Economía

Youth employment, the great challenge for governments
Empleo juvenil, el gran desafío de los gobiernos
Autor: Angela María Agudelo Restrepo
12 de Noviembre de 2013


Por primera vez en 50 años se introduce la perspectiva juvenil en la Conferencia Interamericana de Ministros de Trabajo.


Foto: Esneyder Gutiérrez Cardona 

Cuando se habla de trabajo decente, no se puede realmente tener esa discusión a menos que se hable también de educación de calidad, capacitación, y la generación de oportunidades iguales para todos, afirmó Sherry Tross, representante de la OEA. En la foto (de izq. a der.), con Rafael Pardo, ministro de Trabajo, y Guy Ryder, director General de la OIT.

Enfocarse en la juventud tiene implicaciones inmensas no solo para el desarrollo económico sino también para la gobernancia, la gobernabilidad y la seguridad”, dijo Sherry Tross, representante de la Delegación de la Organización de Estados Americanos (OEA), al apuntar que es la manera como se asegura también una perspectiva integral y amplia para el trabajo.


En ese sentido, destacó la presencia de la juventud como actor clave en la Conferencia Interamericana de Ministros de Trabajo, además de los ministros de Trabajo y los representantes de los sindicatos y del sector privado, pues con ella “tenemos todas las perspectivas y la diversidad de opinión para hacer una formulación efectiva de políticas, que llegue a la gente que necesita llegar y convenza a todas nuestras comunidades”.


Durante la primera jornada de la cumbre, la experta invitó a las 30 delegaciones de países a tratar de una manera integral y coordinada la creación de oportunidades y el acceso abierto e incluyente a las mismas, para de este modo “apoyar el bienestar, la productividad y la competitividad de nuestros jóvenes”.

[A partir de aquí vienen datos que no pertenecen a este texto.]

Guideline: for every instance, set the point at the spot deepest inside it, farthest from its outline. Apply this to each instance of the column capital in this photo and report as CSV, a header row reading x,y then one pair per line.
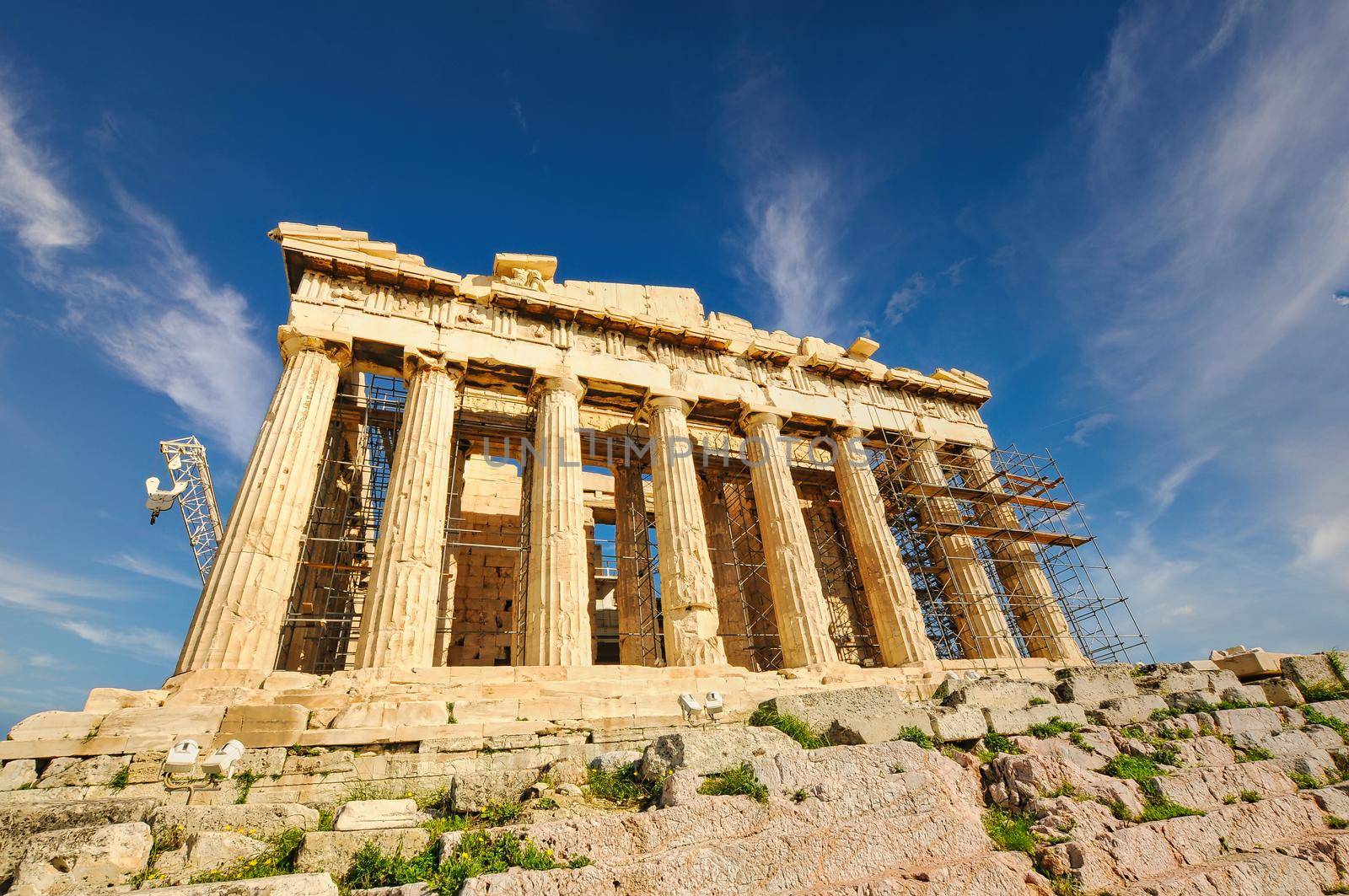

“Dar oportunidades de empleo digno a nuestros jóvenes no es solo una prioridad para nuestro crecimiento económico hoy sino que es determinante para la propia sostenibilidad de nuestras economías y nuestras democracias del futuro”, precisó.


Según Tross, la transición demográfica de la región implica que al 2050 se triplicará la población mayor de 60 años. “Si hoy un contingente importante de jóvenes no está cotizando a la seguridad social, el hueco que tendremos en las finanzas públicas cuando esos jóvenes lleguen a su edad de jubilación va a ser insalvable”, resaltó.


Crisis global


En el mundo hay una crisis de empleo juvenil, recordó por su parte el director General de la Organización Internacional del Trabajo (OIT), Guy Ryder, y señaló que esta tiene implicaciones económicas, sociales y en algunos lugares hasta políticas.


“Alrededor de 73 millones de jóvenes en el mundo no tienen trabajo y muchos más tienen que aceptar ocupaciones de bajos ingresos, que no brindan protección social y donde no se respetan sus derechos”, indicó. A estos se suman más de 200 millones de jóvenes que tienen empleo pero ganan menos de US$2 al día.


De ahí que esa organización haya advertido sobre el riesgo de una generación de jóvenes marcada por la mezcla de alto desempleo, creciente inactividad y trabajo precario. “Tengo que decir que en algunos países ya se habla de una generación perdida”, se lamentó el dirigente.


Ryder hizo un llamado a formular políticas específicas para los jóvenes, “políticas que tienen que ver con el mercado del trabajo pero que también tienen que ver con la formación, la educación, y también hay que dar una prioridad a los jóvenes que están en riesgo, aquellos jóvenes que son los más difíciles de alcanzar, pero con quienes en particular vale la pena trabajar”.



Llamado a la acción

El director General OIT, Guy Ryder, destacó que en la conferencia de 2011 esa organización lanzó un llamado a la acción contra el desempleo juvenil, en varios campos:


1. Políticas macroeconómicas que favorezcan al empleo juvenil. Aunque la situación financiera en muchos países difículta aplicar estas acciones.


2. Políticas activas en el mercado del trabajo que también promuevan el empleo de los jóvenes.


3. Políticas de formación y de educación, pues “nuestro sistema de educación parece no preparar a nuestros jóvenes para las necesidades y demandas del mundo del trabajo”.


4. Políticas duales que combinan educación y experiencia en el trabajo como aprendizajes y que son una alternativa para romper el círculo vicioso en el que la gente que no tiene experiencia en el mercado del trabajo no puede acceder a un empleo, y como no tiene un empleo no puede conseguir experiencia. 


5. Preparación de los jóvenes para que sean emprendedores, capaces de establecer sus propias empresas. 


6. Políticas que respeten los derechos de los jóvenes en el trabajo, pues ellos tienen los mismos derechos que los demás.


7. Políticas en las que contribuyan también los sindicatos y las organizaciones empresariales a través del diálogo social.